Where blue ash is found

Blue ash is an at risk species. Blue ash is confined to small patches north of Lake Erie and on the floodplains of the Thames and St. Clair rivers in Southwestern Ontario.

Find out what we are doing to protect blue ash by reading the recovery strategy.

What you need to know to grow blue ash

  • Moisture: grows best in moist, well-drained soils.
  • Soil: grows best in alkaline sandy loam but tolerates any soil acidity.
  • Shade: grows best in full sun.
  • Cautions:
    • Emerald ash borer: an invasive insect that feeds on and kills ash trees. Signs of infection include wilted or yellow foliage, “D” shaped exit holes on tree bark and “S” shaped tunnels under the bark. Control measures for emerald ash borer include insecticide injections and restricting transport of infected ash supplies such as firewood.

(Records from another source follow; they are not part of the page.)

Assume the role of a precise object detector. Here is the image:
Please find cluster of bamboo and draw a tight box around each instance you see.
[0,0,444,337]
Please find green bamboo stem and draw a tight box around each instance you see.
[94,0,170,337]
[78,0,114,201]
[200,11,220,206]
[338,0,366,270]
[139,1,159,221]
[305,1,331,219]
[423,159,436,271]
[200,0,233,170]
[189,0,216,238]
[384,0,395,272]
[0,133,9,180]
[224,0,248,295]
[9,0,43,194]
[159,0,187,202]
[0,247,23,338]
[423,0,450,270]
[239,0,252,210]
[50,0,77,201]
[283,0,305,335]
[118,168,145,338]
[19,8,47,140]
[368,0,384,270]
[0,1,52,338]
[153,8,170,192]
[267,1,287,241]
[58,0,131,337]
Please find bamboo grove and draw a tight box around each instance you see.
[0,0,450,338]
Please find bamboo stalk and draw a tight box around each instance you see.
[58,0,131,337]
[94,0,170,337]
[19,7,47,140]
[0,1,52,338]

Benefits and uses of blue ash

Wildlife benefits

Blue ash seeds are food for many mammals and birds, including:

  • wood ducks
  • wild turkeys
  • beavers
  • squirrels

Blue ash trees also provide browse for white-tailed deer.

Commercial uses

Blue ash is a hardwood that can be used to produce:

  • flooring
  • boxes and crates
  • baseball bats
  • tool handles

Fun facts about blue ash

  • When exposed, the inner bark of blue ash turns blue, which is where it gets its name.
  • Blue ash is easily distinguished from other ash trees by its four-angled twigs.
  • Blue ash can live up to 150 years.